A popular and powerful alternative is thus to perform what is called backtesting or hindcasting: one pretends to be at a past point in time, providing a model exclusively with data that was available before this pretended point in time, making forecasts beyond that time point (for which no information was available to the model), and then assessing how close this forecast is to what happened after the pretended time point. When performed correctly, this resolves the both mentioned issues with assessing forecasts truly made into the future: Since observations after the pretended time point is already available in historic records, assessment can be performed instantaneously, and one can choose several different pretended time points, reducing uncertainty of the estimated prediction skill and also allowing to see variability in prediction skill across time.

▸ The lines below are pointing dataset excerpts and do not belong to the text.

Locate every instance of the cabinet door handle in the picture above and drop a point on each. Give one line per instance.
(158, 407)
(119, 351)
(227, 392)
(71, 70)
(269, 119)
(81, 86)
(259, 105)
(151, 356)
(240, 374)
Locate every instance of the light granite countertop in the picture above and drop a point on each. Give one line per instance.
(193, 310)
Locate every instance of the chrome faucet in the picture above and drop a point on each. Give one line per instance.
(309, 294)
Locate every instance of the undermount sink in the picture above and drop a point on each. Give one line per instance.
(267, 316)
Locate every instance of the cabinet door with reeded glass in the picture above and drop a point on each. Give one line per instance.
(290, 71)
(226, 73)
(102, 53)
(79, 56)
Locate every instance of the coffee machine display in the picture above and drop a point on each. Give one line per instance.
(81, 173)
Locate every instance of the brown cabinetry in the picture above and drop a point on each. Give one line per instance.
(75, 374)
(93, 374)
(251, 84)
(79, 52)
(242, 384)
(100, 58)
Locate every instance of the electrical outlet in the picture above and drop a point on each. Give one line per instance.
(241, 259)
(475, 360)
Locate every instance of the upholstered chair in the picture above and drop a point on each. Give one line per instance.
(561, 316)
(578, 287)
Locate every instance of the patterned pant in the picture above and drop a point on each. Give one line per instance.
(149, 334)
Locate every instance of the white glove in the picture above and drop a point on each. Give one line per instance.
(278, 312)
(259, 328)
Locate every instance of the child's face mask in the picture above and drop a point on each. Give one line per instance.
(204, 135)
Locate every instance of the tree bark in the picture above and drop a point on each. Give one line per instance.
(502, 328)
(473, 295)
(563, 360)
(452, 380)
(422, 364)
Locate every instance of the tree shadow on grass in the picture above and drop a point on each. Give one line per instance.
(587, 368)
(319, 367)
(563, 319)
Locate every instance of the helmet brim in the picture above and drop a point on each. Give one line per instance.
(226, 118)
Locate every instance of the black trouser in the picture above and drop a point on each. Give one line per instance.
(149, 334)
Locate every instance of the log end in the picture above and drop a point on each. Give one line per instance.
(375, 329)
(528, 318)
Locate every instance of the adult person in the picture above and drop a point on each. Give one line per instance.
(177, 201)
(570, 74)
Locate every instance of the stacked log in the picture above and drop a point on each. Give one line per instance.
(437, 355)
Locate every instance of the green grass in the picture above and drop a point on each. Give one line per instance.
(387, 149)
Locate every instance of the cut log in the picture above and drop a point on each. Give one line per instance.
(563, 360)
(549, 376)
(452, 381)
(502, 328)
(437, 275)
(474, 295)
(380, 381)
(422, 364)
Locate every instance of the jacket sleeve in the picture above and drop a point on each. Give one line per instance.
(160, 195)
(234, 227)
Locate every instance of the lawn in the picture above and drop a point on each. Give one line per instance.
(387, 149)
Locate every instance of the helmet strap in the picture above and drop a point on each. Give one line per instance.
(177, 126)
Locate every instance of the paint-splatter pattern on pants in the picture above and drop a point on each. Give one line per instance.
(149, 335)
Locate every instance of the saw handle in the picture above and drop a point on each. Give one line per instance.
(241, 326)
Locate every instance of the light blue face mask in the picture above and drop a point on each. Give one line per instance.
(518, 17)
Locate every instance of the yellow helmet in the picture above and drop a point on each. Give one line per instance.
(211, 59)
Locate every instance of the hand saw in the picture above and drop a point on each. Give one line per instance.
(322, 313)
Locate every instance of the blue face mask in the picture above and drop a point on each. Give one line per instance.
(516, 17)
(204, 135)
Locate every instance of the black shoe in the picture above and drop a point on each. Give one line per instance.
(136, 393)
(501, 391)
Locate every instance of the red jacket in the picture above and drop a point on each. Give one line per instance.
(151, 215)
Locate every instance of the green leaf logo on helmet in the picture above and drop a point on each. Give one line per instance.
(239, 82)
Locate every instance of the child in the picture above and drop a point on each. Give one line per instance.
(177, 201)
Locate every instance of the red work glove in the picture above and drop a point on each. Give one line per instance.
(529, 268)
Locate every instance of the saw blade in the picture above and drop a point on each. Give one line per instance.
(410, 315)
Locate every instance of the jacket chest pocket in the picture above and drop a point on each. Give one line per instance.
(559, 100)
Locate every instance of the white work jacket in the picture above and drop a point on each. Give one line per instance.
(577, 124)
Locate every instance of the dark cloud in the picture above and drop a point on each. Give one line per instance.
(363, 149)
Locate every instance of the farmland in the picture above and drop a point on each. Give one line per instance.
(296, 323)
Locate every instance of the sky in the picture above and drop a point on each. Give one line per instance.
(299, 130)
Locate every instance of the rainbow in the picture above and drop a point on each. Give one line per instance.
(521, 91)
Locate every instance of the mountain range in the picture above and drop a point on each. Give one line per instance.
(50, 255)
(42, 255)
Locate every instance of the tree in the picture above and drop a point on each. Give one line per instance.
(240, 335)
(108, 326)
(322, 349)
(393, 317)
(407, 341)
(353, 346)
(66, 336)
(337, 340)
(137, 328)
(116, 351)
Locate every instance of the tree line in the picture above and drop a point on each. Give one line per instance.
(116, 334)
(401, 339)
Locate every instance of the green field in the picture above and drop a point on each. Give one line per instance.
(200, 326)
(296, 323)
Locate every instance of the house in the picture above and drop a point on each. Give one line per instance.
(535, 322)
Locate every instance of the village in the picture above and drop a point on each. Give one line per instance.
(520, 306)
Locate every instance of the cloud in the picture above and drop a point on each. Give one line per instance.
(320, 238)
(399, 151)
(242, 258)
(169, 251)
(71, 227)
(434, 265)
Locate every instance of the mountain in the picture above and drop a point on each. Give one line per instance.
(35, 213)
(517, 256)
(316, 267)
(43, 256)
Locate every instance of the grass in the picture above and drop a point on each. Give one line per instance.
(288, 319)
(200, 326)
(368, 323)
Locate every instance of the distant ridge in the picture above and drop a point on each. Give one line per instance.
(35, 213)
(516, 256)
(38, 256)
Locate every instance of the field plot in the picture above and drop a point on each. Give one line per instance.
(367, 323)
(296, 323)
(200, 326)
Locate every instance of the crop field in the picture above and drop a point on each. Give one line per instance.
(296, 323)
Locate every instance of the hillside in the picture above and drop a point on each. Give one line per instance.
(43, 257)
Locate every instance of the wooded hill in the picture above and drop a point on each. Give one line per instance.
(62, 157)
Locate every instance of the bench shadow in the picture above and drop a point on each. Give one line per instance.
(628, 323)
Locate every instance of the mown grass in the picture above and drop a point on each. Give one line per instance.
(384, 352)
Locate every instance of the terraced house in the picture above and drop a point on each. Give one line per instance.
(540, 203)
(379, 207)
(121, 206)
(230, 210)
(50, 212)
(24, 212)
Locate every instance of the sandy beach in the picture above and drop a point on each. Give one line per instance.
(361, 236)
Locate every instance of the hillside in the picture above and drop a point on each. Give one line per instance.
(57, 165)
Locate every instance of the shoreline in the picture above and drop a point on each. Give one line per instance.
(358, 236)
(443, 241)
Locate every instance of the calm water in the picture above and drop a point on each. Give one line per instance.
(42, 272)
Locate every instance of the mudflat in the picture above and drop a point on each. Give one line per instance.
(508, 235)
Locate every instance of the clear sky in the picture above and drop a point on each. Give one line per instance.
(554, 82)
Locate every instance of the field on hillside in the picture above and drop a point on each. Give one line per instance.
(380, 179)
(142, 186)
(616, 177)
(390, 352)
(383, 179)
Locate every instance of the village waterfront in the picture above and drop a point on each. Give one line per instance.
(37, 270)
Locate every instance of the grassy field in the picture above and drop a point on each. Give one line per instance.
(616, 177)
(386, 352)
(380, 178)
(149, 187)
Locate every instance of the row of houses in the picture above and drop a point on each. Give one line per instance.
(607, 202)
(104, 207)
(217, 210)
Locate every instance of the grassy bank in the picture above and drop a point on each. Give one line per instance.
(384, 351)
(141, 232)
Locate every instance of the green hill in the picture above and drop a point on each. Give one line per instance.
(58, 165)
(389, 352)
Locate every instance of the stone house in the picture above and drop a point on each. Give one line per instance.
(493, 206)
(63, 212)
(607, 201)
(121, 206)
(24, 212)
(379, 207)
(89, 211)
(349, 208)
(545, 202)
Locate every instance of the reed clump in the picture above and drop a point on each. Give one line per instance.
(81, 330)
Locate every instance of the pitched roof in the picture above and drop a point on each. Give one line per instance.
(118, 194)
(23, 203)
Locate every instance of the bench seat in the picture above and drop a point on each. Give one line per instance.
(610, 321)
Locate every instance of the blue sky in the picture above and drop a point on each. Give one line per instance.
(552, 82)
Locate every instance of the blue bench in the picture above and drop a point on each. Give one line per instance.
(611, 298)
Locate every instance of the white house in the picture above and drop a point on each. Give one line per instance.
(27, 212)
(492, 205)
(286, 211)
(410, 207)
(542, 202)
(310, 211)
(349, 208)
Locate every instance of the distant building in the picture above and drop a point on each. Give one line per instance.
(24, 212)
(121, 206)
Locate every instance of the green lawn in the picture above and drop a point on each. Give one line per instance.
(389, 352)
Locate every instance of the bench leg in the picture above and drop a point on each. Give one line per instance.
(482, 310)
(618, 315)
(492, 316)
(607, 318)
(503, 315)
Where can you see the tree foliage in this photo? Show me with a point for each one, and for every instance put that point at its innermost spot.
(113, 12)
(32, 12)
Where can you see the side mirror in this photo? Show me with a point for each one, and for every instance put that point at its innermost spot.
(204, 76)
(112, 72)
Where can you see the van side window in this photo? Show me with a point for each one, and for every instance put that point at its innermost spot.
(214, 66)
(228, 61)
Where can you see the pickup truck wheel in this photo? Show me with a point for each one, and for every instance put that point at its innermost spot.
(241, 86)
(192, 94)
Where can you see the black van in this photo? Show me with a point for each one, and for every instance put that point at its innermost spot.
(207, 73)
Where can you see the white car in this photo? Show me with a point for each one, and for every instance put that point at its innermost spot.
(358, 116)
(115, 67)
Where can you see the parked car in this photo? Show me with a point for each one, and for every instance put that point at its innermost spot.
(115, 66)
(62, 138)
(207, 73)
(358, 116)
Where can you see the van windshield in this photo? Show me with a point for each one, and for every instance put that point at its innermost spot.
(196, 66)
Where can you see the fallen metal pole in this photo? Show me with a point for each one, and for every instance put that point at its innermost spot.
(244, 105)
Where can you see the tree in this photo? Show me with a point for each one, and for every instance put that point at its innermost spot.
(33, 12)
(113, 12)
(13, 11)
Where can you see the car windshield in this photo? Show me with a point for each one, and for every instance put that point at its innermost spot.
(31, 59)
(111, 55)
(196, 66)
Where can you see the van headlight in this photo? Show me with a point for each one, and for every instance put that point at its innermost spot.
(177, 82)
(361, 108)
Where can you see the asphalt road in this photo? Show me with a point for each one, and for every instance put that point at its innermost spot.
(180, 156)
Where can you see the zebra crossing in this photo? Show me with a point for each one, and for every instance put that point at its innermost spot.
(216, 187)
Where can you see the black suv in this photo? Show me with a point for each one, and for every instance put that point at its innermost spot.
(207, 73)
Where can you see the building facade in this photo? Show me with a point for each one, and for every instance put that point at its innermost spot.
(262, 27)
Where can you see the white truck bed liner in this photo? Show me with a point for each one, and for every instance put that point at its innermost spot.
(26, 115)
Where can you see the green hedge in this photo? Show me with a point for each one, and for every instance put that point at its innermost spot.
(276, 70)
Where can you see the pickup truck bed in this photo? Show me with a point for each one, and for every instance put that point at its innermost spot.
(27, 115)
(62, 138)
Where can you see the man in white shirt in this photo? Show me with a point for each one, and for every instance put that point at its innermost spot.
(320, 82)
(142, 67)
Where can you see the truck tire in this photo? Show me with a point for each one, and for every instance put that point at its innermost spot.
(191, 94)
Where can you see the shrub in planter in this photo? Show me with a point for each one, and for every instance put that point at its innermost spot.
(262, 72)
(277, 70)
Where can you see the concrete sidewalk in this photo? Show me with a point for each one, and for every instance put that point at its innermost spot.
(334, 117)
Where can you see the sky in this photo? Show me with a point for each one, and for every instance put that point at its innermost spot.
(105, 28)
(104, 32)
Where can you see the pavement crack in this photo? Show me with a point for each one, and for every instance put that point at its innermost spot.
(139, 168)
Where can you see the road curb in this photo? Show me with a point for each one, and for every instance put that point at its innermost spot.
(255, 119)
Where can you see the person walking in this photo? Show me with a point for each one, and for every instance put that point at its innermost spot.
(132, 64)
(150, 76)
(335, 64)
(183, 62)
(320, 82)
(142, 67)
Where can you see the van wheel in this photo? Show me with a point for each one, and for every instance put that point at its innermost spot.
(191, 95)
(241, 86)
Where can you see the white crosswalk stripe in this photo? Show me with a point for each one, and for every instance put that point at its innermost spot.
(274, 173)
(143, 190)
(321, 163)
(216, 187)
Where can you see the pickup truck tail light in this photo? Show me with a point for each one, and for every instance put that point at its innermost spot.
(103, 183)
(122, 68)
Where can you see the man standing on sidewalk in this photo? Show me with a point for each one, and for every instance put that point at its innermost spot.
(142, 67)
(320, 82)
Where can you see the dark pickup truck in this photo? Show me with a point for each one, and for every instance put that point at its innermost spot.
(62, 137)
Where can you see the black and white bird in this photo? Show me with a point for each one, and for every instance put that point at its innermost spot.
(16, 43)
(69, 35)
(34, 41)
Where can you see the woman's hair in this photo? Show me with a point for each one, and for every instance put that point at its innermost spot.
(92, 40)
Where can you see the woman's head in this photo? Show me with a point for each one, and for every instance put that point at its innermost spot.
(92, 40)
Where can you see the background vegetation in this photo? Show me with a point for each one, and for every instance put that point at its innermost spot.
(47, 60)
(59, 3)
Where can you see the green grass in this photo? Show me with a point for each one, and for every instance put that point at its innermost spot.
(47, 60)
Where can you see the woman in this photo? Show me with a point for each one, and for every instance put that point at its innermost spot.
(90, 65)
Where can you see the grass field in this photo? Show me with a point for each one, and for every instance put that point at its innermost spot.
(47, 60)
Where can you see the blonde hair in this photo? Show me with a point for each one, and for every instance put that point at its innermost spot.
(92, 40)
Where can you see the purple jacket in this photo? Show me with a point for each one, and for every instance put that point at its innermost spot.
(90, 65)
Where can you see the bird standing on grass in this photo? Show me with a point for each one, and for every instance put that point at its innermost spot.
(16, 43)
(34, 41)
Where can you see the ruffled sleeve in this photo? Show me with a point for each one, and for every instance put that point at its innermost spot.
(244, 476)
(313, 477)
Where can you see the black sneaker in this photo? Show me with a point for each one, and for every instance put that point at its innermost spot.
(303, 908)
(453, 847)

To be truly representative of true future use, it is crucial that the pretended time point for forecasting realistically reflects a situation where the future is not known. There are a myriad pitfalls in assessment setup that can lead to the assessment not respecting the principle of future information beyond the pretended time point not being accessible to models. This is discussed in more detail here: https://docs.google.com/document/d/1Hr7Wz4Yc4ZKZ6fsFJI_lpLO8d1SSxtfTeqByWZrQqFo/edit?tab=t.0

Prediction skill can be measured in different ways. One simple way to measure this is to look at how far off the predictions are, on average, from the true values (known as mean absolute error, MAE). Other common measures are discussed later in this tutorial, after we have introduced further aspects of modelling. To make the most of the data we have, we often use a method called cross-validation. This means we repeatedly split the data into “past” and “future” parts at different time points. We then make forecasts for each split and check how accurate those forecasts are. This helps us see how well the model performs across different periods of time. To learn more, Wikipedia has a broad introduction, including specifics for time series models: https://en.wikipedia.org/wiki/Cross-validation_(statistics)#Cross_validation_for_time-series,_spatial_and_spatiotemporal_models

Since we are here running our models through Chap, we can lean on an already implemented solution to avoid pitfalls and ensure a data-efficient and honest evaluation of the models we develop. Chap also includes several metrics, including MAE, and offers several convenient visualisations to provide insights on the prediction skill. To get a feeling for this, please follow the code-along tutorials on assessment with Chap. We recommend to start with a simple code-along tutorial for how to split data and compute MAE on the pretended future: https://github.com/dhis2-chap/Assessment_example_singlepred

After getting a feeling for assessment, please continue with our code tutorial on how to perform more sophisticated evaluation of any model using the built-in chap evaluation functionality (rather than implementing your own simple evaluation from scratch, as in the previous code-along tutorial): https://github.com/dhis2-chap/Assessment_example_chap_compatible

With this evaluation setup in place, you should be ready to start looking at more sophisticated modelling approaches. For each new version of your model, evaluation helps you check that the new version is actually an improvement (and if so, in which sense, for instance short-term vs long-term, accuracy vs calibration, large vs small data set).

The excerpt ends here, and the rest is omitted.